The soldiers of Israel are called upon to sacrifice children, parents, volunteers, and sometimes themselves on the altar of the megalomania of the insolent and corrupt leaders of the state of Israel, who have succeeded in converting this whole country into an altar on which they sacrifice other people’s children to the god of death. And no one is guilty of their deaths; no one is ever punished for the murder of a Palestinian child. The state takes care of those who serve it, sometimes. Other times it sacrifices even them, with the same cold-bloodedness and for the same reasons.
And the murderers? What about them? Do they know that they committed crimes? Do they toss and turn in their beds at night? Are they tormented by images of the small bodies that convulse and fall under their rifles, bombs and shells? Probably not. We know of no case in which any soldier turned himself in and expressed remorse for his actions. That is the biggest success of Israeli education: the distinction between blood and blood, between dead child and dead child, and the inculcation of the firm belief that the murder of Palestinians and their friends is not a crime.

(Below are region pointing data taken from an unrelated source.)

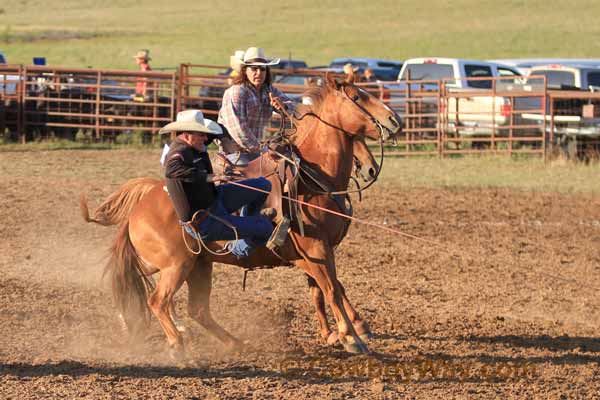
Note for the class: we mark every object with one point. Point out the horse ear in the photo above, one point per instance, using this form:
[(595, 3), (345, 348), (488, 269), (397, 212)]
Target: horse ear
[(331, 82)]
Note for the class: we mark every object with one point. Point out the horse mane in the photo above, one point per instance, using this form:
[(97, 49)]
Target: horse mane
[(117, 207), (317, 95)]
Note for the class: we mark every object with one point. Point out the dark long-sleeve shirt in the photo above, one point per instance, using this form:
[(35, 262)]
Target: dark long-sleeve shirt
[(186, 171)]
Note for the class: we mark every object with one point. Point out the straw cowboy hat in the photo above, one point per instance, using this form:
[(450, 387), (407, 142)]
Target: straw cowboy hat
[(144, 54), (236, 60), (349, 68), (256, 56), (192, 121)]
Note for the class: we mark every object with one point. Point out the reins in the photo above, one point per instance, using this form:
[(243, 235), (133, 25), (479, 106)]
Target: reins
[(198, 238), (309, 172)]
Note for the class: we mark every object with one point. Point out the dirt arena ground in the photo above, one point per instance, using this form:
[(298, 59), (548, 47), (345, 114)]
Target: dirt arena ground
[(509, 307)]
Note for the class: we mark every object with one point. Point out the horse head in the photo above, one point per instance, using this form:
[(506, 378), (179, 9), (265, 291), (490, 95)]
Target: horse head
[(362, 113), (365, 165)]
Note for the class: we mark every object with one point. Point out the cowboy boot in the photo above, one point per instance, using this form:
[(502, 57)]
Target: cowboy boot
[(279, 234), (269, 213)]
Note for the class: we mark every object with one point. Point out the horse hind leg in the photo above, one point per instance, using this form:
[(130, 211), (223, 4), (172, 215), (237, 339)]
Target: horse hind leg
[(199, 286), (360, 325), (316, 296), (324, 275), (160, 302)]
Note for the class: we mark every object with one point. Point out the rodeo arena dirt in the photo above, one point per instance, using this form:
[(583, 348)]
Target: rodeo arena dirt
[(469, 293)]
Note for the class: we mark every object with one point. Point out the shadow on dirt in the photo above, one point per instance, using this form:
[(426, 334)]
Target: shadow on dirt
[(560, 343)]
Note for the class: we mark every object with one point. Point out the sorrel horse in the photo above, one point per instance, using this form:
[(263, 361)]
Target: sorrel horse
[(150, 240), (365, 167)]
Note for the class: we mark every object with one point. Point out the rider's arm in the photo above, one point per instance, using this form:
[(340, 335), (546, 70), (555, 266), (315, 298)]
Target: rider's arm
[(180, 166), (234, 116)]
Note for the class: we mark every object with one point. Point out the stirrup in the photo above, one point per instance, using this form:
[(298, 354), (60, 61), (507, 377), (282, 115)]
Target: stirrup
[(279, 234), (269, 213)]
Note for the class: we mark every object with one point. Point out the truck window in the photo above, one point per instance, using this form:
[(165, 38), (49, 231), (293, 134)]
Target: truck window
[(594, 79), (557, 79), (428, 71), (478, 71), (502, 71)]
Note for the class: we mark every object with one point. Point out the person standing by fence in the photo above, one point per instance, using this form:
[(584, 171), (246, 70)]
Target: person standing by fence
[(142, 59)]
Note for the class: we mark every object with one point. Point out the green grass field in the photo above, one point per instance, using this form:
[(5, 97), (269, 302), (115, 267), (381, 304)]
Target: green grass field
[(469, 172), (81, 33)]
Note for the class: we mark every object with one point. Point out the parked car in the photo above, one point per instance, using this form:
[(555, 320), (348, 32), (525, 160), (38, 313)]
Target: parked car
[(8, 83), (523, 65), (454, 70), (576, 120), (468, 114)]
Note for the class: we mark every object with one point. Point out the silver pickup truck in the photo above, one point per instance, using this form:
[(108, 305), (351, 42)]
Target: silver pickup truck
[(576, 107)]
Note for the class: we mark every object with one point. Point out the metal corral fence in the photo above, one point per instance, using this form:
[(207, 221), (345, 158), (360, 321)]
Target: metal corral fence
[(96, 104), (493, 115), (200, 88)]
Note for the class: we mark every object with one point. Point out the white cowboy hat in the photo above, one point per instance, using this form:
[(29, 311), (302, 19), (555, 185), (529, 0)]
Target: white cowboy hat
[(348, 68), (256, 56), (236, 60), (192, 121)]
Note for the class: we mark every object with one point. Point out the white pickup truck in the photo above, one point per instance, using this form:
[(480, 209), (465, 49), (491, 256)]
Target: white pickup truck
[(8, 83), (471, 109)]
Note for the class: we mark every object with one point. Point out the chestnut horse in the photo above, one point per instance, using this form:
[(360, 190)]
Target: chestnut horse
[(150, 239), (365, 167)]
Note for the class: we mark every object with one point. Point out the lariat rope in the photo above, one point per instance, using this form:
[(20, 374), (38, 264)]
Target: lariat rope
[(198, 238), (327, 210)]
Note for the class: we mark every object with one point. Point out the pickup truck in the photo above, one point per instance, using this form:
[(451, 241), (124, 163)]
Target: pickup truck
[(575, 105), (8, 83), (470, 109)]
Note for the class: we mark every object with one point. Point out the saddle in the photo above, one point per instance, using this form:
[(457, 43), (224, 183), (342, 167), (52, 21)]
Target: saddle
[(275, 166)]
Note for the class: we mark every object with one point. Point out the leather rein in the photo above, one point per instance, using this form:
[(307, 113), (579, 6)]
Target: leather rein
[(308, 171)]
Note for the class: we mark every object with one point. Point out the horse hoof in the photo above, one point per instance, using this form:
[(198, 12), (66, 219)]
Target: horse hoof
[(235, 346), (177, 354), (179, 326), (355, 348), (332, 339), (362, 328)]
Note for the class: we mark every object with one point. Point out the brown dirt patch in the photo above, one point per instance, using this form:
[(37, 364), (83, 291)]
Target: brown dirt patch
[(507, 307)]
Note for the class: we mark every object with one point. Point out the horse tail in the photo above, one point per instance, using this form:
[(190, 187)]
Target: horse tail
[(117, 207), (130, 286)]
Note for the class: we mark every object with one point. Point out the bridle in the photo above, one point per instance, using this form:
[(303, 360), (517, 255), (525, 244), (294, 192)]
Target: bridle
[(308, 171)]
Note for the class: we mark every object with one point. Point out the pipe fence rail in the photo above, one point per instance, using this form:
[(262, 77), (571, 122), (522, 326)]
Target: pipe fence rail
[(508, 115)]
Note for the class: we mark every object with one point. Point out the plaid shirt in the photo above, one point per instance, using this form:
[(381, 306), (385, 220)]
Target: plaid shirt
[(245, 113)]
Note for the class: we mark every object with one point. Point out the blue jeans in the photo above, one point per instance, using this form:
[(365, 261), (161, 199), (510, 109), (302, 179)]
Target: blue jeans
[(252, 228), (242, 159)]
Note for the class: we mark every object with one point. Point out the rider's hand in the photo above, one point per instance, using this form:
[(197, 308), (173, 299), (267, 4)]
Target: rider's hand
[(218, 178), (276, 102)]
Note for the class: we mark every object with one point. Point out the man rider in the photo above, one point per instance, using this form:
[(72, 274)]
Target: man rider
[(196, 199)]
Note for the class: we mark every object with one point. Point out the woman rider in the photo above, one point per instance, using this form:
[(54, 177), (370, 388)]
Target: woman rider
[(248, 106)]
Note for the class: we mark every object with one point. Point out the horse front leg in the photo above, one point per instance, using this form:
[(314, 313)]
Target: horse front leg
[(361, 326), (320, 265), (200, 285), (316, 296)]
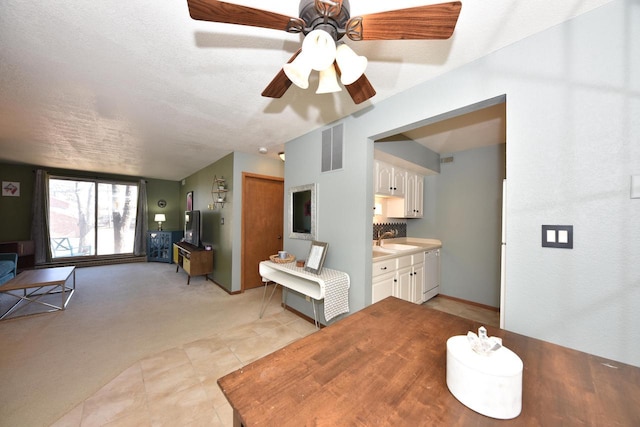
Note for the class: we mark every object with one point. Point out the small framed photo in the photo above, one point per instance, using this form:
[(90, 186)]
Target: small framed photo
[(190, 201), (11, 188), (317, 254)]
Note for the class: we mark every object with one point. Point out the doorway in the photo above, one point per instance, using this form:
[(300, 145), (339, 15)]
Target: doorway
[(262, 224), (464, 200)]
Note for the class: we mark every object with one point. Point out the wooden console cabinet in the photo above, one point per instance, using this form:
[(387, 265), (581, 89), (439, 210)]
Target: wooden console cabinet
[(193, 260), (25, 250)]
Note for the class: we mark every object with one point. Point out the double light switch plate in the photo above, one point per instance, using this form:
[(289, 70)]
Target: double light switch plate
[(557, 236)]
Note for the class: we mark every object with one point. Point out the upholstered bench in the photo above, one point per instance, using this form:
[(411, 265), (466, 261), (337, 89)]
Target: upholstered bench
[(8, 266)]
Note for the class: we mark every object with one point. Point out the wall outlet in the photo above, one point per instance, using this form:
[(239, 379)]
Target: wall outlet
[(635, 186)]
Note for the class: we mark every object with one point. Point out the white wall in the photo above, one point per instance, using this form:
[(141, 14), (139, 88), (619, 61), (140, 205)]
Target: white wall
[(573, 132)]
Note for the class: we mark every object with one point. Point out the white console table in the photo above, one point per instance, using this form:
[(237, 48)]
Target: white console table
[(330, 285)]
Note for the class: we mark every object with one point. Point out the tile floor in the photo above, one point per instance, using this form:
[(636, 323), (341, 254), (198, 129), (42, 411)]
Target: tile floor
[(178, 387)]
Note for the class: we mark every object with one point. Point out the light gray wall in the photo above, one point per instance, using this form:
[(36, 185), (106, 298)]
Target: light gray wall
[(463, 209), (573, 126), (344, 216)]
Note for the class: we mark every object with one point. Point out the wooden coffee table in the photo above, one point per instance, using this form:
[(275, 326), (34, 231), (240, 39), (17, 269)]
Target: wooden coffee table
[(35, 284)]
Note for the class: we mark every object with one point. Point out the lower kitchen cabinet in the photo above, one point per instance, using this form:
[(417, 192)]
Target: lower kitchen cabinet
[(414, 278), (432, 274)]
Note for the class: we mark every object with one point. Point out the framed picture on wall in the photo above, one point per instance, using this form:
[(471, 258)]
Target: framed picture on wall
[(190, 201), (317, 254)]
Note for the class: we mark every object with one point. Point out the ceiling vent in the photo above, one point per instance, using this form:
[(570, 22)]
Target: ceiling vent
[(332, 141)]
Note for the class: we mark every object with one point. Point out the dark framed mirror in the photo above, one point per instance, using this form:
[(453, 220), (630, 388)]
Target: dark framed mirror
[(302, 212)]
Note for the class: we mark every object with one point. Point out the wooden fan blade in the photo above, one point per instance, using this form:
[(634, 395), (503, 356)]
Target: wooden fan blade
[(229, 13), (436, 21), (361, 90), (280, 82)]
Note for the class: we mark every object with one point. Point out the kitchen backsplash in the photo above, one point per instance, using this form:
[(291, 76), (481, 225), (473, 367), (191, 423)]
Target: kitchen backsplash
[(378, 229)]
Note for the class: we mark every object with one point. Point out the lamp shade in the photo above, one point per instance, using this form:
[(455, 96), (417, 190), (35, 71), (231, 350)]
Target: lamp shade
[(328, 81), (351, 65), (298, 71)]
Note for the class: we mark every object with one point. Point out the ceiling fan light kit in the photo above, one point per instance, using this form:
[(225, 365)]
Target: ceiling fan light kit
[(324, 23), (328, 81)]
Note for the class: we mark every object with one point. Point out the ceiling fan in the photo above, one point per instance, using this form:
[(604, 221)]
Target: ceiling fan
[(324, 23)]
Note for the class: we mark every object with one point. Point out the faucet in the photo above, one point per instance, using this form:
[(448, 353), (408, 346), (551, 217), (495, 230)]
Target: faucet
[(391, 233)]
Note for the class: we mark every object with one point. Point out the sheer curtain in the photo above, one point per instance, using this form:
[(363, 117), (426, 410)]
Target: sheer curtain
[(40, 220), (140, 240)]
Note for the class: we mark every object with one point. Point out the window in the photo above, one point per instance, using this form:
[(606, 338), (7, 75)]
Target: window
[(90, 218)]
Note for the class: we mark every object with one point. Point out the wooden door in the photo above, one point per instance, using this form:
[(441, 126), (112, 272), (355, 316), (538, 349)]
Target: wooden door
[(262, 224)]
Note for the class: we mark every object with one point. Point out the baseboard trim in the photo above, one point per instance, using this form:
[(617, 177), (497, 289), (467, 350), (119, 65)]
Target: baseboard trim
[(301, 315), (477, 304)]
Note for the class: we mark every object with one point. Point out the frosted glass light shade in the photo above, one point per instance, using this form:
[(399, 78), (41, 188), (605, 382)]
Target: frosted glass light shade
[(298, 71), (328, 81), (319, 49), (352, 65)]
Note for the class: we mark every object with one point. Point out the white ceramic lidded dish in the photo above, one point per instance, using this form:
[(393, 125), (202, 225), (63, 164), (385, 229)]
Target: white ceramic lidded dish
[(490, 384)]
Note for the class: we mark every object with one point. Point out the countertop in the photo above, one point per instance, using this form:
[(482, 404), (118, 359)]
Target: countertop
[(423, 245)]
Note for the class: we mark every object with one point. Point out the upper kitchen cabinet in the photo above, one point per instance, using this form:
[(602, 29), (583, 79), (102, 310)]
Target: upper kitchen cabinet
[(389, 180), (412, 204)]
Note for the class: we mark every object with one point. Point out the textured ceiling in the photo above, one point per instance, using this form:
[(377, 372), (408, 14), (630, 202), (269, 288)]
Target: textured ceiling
[(139, 88)]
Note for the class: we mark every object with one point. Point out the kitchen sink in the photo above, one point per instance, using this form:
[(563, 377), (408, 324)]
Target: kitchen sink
[(382, 252), (396, 247)]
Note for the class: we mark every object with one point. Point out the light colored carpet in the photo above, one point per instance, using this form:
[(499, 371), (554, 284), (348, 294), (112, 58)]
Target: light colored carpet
[(119, 314)]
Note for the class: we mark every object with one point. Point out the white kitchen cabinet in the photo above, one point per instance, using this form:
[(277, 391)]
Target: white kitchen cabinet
[(418, 283), (401, 277), (382, 287), (431, 274), (412, 204), (383, 279), (389, 180)]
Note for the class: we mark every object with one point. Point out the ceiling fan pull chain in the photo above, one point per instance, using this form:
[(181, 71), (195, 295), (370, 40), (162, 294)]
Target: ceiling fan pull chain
[(295, 25), (329, 8), (354, 28)]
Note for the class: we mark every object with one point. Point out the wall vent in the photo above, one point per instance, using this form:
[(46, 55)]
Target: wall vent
[(446, 159), (332, 148)]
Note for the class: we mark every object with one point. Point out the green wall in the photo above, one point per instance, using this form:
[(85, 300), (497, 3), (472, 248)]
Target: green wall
[(213, 232), (222, 227), (15, 212)]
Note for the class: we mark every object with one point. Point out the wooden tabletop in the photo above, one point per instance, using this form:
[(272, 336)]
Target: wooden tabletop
[(39, 277), (386, 366)]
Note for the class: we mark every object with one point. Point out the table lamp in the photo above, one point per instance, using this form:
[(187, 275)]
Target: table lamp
[(159, 218)]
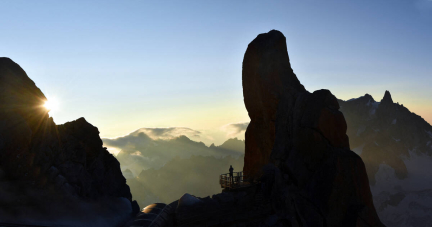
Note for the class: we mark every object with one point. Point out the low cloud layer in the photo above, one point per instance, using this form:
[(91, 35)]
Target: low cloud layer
[(235, 129), (148, 148)]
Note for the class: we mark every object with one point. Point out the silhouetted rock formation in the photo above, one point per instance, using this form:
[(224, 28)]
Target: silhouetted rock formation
[(396, 146), (55, 161), (297, 145)]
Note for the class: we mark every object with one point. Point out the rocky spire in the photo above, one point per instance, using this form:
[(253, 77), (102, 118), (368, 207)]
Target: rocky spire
[(387, 98)]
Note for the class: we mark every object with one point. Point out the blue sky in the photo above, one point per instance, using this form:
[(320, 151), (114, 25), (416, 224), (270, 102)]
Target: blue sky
[(124, 65)]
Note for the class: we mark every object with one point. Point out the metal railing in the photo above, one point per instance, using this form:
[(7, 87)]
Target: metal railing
[(237, 180)]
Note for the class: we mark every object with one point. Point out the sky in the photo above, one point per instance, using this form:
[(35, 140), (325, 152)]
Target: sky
[(125, 65)]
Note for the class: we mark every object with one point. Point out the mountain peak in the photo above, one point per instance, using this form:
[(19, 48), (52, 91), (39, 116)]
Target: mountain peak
[(387, 98)]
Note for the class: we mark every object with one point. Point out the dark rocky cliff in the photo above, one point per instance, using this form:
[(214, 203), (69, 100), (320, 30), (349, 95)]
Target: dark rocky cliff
[(301, 170), (396, 146), (47, 161), (297, 145)]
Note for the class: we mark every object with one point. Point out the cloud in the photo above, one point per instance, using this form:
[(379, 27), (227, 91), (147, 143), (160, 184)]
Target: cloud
[(168, 133), (235, 129), (148, 148)]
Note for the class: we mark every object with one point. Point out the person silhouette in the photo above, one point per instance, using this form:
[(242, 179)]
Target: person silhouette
[(232, 175)]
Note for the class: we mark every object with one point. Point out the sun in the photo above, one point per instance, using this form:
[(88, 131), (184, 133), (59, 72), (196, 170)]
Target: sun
[(51, 105)]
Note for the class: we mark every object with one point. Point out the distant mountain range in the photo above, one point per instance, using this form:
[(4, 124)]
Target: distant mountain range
[(152, 165), (396, 146)]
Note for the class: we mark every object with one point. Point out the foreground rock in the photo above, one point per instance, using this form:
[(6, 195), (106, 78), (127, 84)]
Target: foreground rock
[(297, 145), (52, 173), (396, 146)]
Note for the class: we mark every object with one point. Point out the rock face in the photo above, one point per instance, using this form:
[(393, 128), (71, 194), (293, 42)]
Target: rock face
[(296, 144), (57, 161), (396, 146)]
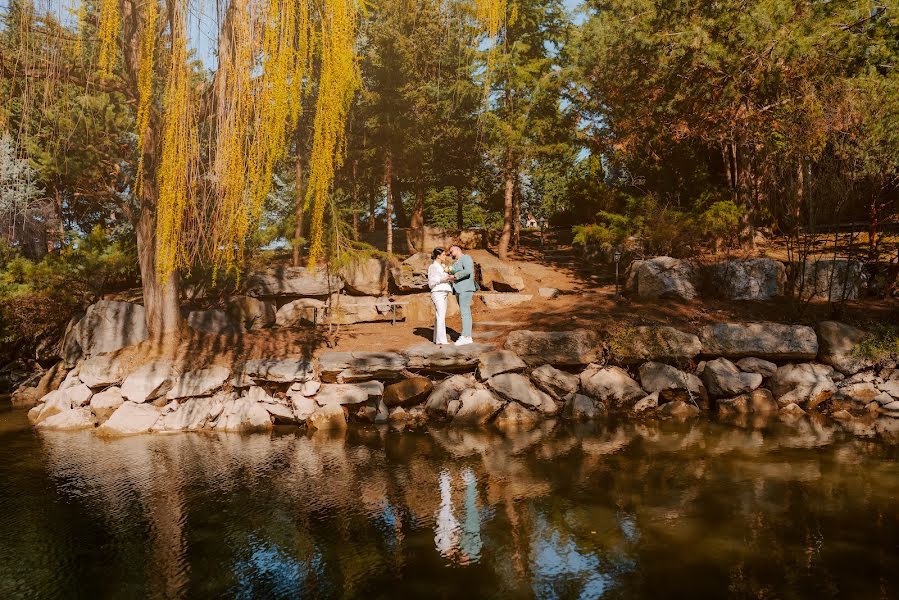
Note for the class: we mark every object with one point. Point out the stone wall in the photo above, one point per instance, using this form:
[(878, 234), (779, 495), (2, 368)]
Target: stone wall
[(749, 279), (729, 369)]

Everyone who enlists in the army knows this and is prepared for it. Half the nation! How many millions are there in half the nation? How many millions of young men and women who are simply unmoved by the crying of a child, the agonies of a woman in labor, the pleas of an old man and the deaths of innocent people? How many millions of people who never learned to refuse orders that are manifestly inhumane even if they are legal according to the racist laws of their state, and to say no to corrupt leaders and bloodthirsty generals?
Well done, IDF! Well done, Israeli Jewish education, that has succeeded nearly perfectly in bestowing the values of racism, nearly without opposition.
And if my son Yigal really does want to participate in the military programs that they impose on high school students starting in grade 10, or God forbid, to enlist in the army of occupation and torment, I will see it as a dreadful educational failure. A terrible maternal failure. And if I do not do everything I can to prevent him from becoming a murderer or a corpse at the age of 18 I will know that I betrayed him and my vocation as a mother.